I territori turchi furono distribuiti con diversi mandati; la Francia ebbe la Siria e il Libano, la Gran Bretagna ebbe la Mesopotamia (l'attuale Iraq) e la Palestina, nella cui parte occidentale si impegnò a creare un "focolare" per gli ebrei. Il Sudafrica fu ricompensato per il suo sforzo bellico con un mandato sull'Africa sudoccidentale tedesca. Il Camerun e il Togo furono spartiti tra Gran Bretagna e Francia. Nel Pacifico, dove le colonie tedesche erano passate già in altre mani nel 1914, allo scoppio della guerra il Giappone ottenne un mandato sulle isole MarianneCaroline e Marshall, la Nuova Zelanda su Samoa e l'Australia sulla Nuova Guinea Tedesca. Mentre Nauru, ricca di fosfati e ambita da Australia, Nuova Zelanda e Gran Bretagna, fu affidata, com'era prevedibile, all'Impero britannico[16].

Non pochi dei paesi vincitori rimasero scontenti. Il Belgio si vide negare l'assegnazione dell'Africa Orientale tedesca, che aveva occupato e che avrebbe voluto conservare, ricevendo in cambio il Ruanda-Urundi, un territorio senza sbocchi sul mare. Sugli stessi territori aveva messo gli occhi anche il Portogallo, ma siccome erano ambiti anche dalla Gran Bretagna, dovette accontentarsi del "triangolo di Kionga", nel Mozambico settentrionale. L'Italia chiese mano libera per i commerci con l'Abissinia, ma tale richiesta fu respinta, così come per l'Africa settentrionale e orientale, dato che avrebbero potute esser soddisfatte solo a spese di Francia e Gran Bretagna (e quest'ultima fece la parte del leone nella distribuzione delle colonie)[15]. Un tentativo di ingrandire le colonie italiane oltre il Corno d'Africa era quello di un'espansione che andasse dal mar Mediterraneo al golfo di Guinea. Il progetto non venne mai esplicitato pubblicamente, ma fu chiaro durante le trattative per il trattato di Versailles (1919), dopo la prima guerra mondiale, che causò frizioni diplomatiche con la Francia. Per realizzare questa intenzione, avendo già formale possesso della Libia, il corpo diplomatico italiano chiese di avere la colonia tedesca del Camerun e cercò di ottenere, come compenso per la partecipazione alla guerra mondiale, il passaggio del Ciad dalla Francia all'Italia. Il progetto fallì quando il Camerun venne assegnato alla Francia e l'Italia ottenne solamente l'Oltregiuba, oltre a una ridefinizione dei confini tra la Libia e ed il Ciad, possedimento francese.
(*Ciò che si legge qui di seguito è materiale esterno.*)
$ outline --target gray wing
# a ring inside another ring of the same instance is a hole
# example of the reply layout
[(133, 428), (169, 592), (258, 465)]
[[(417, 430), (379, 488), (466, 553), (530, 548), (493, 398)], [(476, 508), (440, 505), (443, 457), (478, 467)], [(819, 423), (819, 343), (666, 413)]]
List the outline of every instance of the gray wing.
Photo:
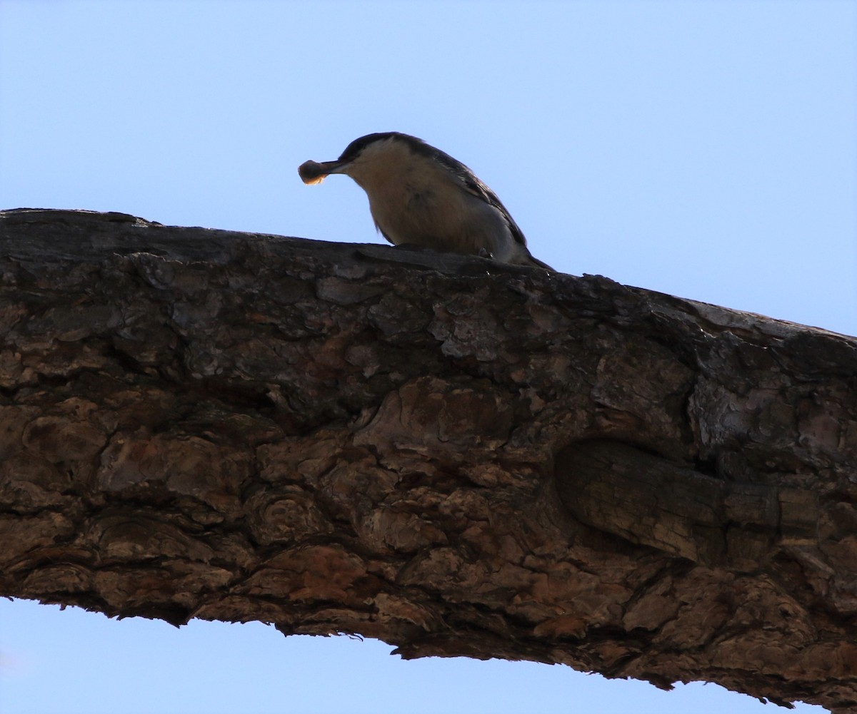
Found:
[(445, 152), (441, 152), (440, 149), (429, 146), (422, 140), (416, 139), (415, 137), (408, 138), (414, 140), (414, 143), (411, 144), (411, 148), (413, 148), (416, 152), (422, 153), (423, 156), (430, 157), (441, 164), (445, 168), (455, 175), (460, 181), (461, 187), (465, 191), (476, 196), (477, 199), (485, 201), (485, 203), (489, 205), (493, 205), (496, 208), (503, 216), (506, 222), (509, 224), (509, 231), (512, 233), (512, 237), (515, 240), (515, 242), (520, 243), (522, 246), (526, 247), (527, 239), (524, 237), (524, 232), (518, 227), (518, 223), (515, 223), (514, 218), (512, 217), (506, 206), (503, 205), (502, 201), (497, 198), (497, 194), (482, 183), (478, 178), (476, 178), (476, 174), (474, 174), (460, 161), (456, 158), (452, 158), (452, 157)]

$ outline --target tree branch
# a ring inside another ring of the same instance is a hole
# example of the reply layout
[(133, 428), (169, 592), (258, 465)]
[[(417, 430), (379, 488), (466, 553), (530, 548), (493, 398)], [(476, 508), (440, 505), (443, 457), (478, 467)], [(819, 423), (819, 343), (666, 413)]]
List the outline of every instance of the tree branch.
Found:
[(476, 258), (0, 221), (0, 593), (857, 705), (852, 338)]

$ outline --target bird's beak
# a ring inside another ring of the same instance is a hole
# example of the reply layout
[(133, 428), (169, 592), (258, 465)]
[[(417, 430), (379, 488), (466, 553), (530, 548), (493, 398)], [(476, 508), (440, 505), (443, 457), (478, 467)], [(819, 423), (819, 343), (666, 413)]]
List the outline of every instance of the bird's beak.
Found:
[(348, 165), (345, 161), (304, 161), (297, 167), (297, 173), (304, 183), (321, 183), (329, 174), (342, 174)]

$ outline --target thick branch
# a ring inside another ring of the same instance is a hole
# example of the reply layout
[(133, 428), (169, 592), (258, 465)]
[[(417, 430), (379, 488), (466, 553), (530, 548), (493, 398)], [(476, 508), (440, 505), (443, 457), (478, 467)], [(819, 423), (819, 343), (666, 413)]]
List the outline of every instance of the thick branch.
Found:
[(0, 220), (0, 594), (857, 703), (851, 338), (480, 259)]

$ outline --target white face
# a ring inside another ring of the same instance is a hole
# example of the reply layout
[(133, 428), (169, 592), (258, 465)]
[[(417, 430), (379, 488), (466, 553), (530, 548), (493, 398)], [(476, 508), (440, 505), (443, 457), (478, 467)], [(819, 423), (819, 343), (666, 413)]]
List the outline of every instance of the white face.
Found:
[(391, 137), (369, 144), (357, 158), (331, 173), (351, 176), (370, 192), (391, 181), (401, 181), (415, 164), (424, 161), (423, 157), (414, 155), (406, 144)]

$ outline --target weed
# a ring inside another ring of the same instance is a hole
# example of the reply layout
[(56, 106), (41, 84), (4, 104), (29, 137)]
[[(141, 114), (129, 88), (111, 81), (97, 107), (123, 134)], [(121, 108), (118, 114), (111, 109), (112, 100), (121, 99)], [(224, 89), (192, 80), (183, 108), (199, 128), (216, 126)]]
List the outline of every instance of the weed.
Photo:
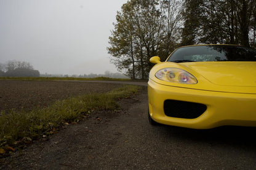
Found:
[(0, 113), (0, 149), (18, 141), (31, 141), (47, 136), (62, 124), (78, 122), (92, 110), (113, 110), (116, 99), (136, 94), (139, 87), (124, 85), (105, 93), (94, 93), (56, 101), (43, 109), (12, 110)]

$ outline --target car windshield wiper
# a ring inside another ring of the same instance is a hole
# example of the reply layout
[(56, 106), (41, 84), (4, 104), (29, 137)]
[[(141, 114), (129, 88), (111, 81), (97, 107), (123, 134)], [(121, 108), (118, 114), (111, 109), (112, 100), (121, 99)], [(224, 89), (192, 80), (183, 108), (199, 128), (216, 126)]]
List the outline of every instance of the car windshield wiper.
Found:
[(194, 62), (194, 61), (192, 61), (192, 60), (174, 60), (174, 61), (171, 61), (171, 62), (174, 62), (174, 63)]

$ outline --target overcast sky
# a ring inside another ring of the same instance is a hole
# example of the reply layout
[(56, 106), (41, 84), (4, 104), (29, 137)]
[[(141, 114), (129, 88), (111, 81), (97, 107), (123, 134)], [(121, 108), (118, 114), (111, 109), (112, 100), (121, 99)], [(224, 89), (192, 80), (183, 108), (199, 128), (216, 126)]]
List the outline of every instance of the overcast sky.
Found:
[(0, 63), (30, 63), (40, 73), (117, 72), (106, 50), (127, 0), (0, 0)]

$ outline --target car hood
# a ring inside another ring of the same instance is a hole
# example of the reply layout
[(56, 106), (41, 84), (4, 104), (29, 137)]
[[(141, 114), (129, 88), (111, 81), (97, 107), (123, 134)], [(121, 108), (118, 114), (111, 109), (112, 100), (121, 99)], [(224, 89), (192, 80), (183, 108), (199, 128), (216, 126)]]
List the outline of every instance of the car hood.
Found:
[(218, 85), (256, 87), (256, 62), (213, 61), (179, 64)]

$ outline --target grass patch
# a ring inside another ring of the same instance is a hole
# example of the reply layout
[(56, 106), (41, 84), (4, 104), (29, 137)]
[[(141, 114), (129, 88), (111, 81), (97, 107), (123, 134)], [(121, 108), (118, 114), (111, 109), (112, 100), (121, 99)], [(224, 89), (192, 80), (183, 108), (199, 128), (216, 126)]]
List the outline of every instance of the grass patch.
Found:
[(139, 88), (138, 86), (124, 85), (105, 93), (88, 94), (57, 101), (44, 109), (10, 110), (8, 114), (1, 112), (0, 150), (4, 152), (5, 149), (17, 141), (48, 136), (63, 123), (77, 122), (92, 110), (116, 109), (118, 107), (117, 99), (137, 94)]
[(129, 79), (114, 79), (106, 77), (98, 77), (95, 78), (78, 78), (78, 77), (0, 77), (0, 80), (102, 80), (102, 81), (129, 81)]

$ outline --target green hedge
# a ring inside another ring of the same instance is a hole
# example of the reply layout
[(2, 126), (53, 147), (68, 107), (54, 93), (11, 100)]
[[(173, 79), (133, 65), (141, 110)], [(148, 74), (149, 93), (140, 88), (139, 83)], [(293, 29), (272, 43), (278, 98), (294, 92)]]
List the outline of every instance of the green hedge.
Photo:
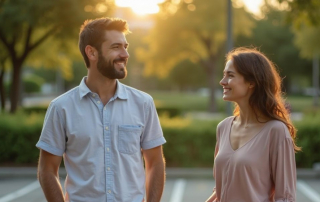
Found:
[[(44, 114), (0, 114), (0, 165), (38, 161), (35, 147)], [(164, 155), (168, 167), (212, 167), (216, 126), (219, 121), (200, 121), (168, 116), (160, 118), (167, 143)], [(305, 117), (295, 123), (297, 144), (302, 152), (296, 154), (297, 167), (310, 168), (320, 162), (320, 117)]]
[(43, 114), (0, 115), (0, 163), (36, 163)]

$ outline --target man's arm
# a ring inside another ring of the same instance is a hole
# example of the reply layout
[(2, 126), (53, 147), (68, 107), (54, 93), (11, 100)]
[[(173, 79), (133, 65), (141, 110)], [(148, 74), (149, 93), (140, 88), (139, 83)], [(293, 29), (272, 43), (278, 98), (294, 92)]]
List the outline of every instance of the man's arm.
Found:
[(61, 160), (61, 156), (40, 150), (38, 179), (48, 202), (64, 201), (58, 173)]
[(146, 169), (147, 202), (159, 202), (165, 182), (165, 161), (162, 146), (143, 150)]

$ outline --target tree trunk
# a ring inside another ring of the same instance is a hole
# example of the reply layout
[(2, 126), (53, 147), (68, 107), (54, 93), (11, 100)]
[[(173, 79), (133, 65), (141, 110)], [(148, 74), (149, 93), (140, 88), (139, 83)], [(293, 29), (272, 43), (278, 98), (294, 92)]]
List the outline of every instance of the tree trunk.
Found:
[(0, 72), (0, 97), (1, 97), (1, 111), (5, 110), (6, 106), (6, 91), (4, 89), (4, 83), (3, 83), (3, 78), (4, 78), (4, 66), (1, 68)]
[(12, 79), (11, 79), (11, 92), (10, 92), (10, 98), (11, 98), (11, 108), (10, 113), (15, 113), (18, 108), (19, 103), (19, 97), (20, 97), (20, 82), (21, 82), (21, 68), (22, 68), (22, 62), (18, 61), (12, 61), (13, 64), (13, 73), (12, 73)]
[(216, 90), (216, 70), (215, 70), (215, 62), (214, 59), (209, 59), (206, 62), (206, 72), (207, 79), (209, 84), (209, 112), (217, 112), (217, 103), (215, 98), (215, 90)]

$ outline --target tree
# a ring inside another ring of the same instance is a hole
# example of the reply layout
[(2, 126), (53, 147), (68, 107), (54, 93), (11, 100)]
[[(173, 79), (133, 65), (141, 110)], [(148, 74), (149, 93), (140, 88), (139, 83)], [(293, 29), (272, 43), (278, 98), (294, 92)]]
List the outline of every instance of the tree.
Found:
[(278, 2), (288, 4), (288, 21), (294, 22), (296, 26), (300, 26), (301, 23), (320, 25), (319, 0), (278, 0)]
[(310, 62), (299, 57), (299, 49), (294, 45), (291, 25), (285, 23), (287, 11), (268, 8), (264, 19), (257, 20), (252, 37), (238, 37), (236, 46), (255, 46), (268, 56), (278, 67), (288, 92), (297, 76), (310, 73)]
[[(185, 2), (189, 3), (163, 6), (168, 12), (155, 18), (155, 26), (146, 38), (148, 48), (138, 49), (137, 55), (145, 63), (145, 73), (159, 77), (166, 77), (176, 64), (186, 59), (199, 64), (205, 71), (210, 88), (209, 111), (214, 112), (217, 61), (226, 50), (227, 2)], [(250, 19), (243, 8), (234, 8), (233, 34), (249, 35), (253, 27)]]
[(289, 21), (295, 24), (295, 44), (301, 55), (313, 58), (314, 106), (319, 105), (319, 55), (320, 43), (320, 1), (319, 0), (278, 0), (289, 4)]
[(18, 106), (22, 67), (30, 54), (47, 40), (76, 37), (84, 20), (102, 17), (111, 4), (103, 0), (0, 1), (0, 41), (12, 66), (11, 113)]

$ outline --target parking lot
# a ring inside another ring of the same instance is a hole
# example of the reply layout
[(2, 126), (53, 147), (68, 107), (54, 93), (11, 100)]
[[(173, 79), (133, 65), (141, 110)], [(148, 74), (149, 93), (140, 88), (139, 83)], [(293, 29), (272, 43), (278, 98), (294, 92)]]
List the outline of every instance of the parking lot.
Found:
[[(191, 171), (192, 172), (192, 171)], [(209, 171), (207, 171), (209, 172)], [(201, 202), (212, 192), (215, 184), (208, 175), (168, 173), (161, 202)], [(61, 178), (62, 179), (62, 178)], [(63, 179), (61, 180), (63, 183)], [(0, 177), (0, 202), (45, 202), (35, 176)], [(320, 178), (298, 178), (297, 202), (320, 202)]]

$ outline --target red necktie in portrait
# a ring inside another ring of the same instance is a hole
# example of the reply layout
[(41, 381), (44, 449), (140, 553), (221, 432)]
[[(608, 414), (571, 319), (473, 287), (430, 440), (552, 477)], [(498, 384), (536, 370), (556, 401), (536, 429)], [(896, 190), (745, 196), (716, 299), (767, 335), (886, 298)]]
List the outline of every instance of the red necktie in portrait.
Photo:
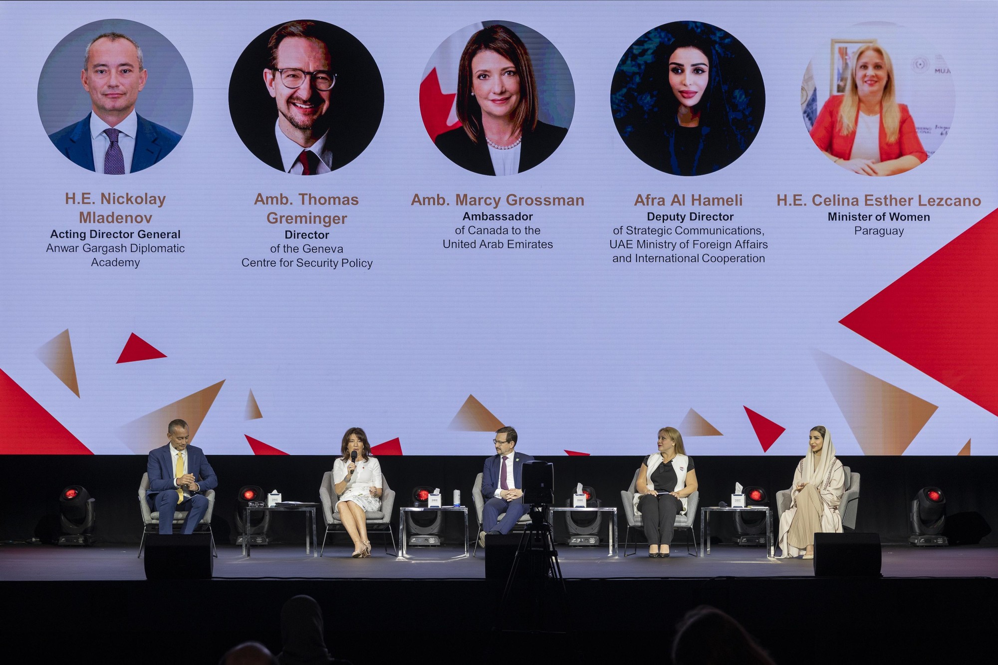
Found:
[(312, 151), (302, 150), (301, 154), (298, 155), (298, 161), (301, 162), (302, 176), (314, 176), (318, 174), (318, 155)]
Una delle richieste italiane durante il trattato di Versailles dopo la prima guerra mondiale fu quella di annettere la Somalia francese e il Somaliland in cambio della rinuncia alla partecipazione nella ripartizione delle colonie tedesche tra le forze dell'Intesa. Il tentativo non ebbe seguito. Fu l'ultima manovra dello Stato liberale, prima del fascismo, relativa alla penetrazione nel Corno d'Africa.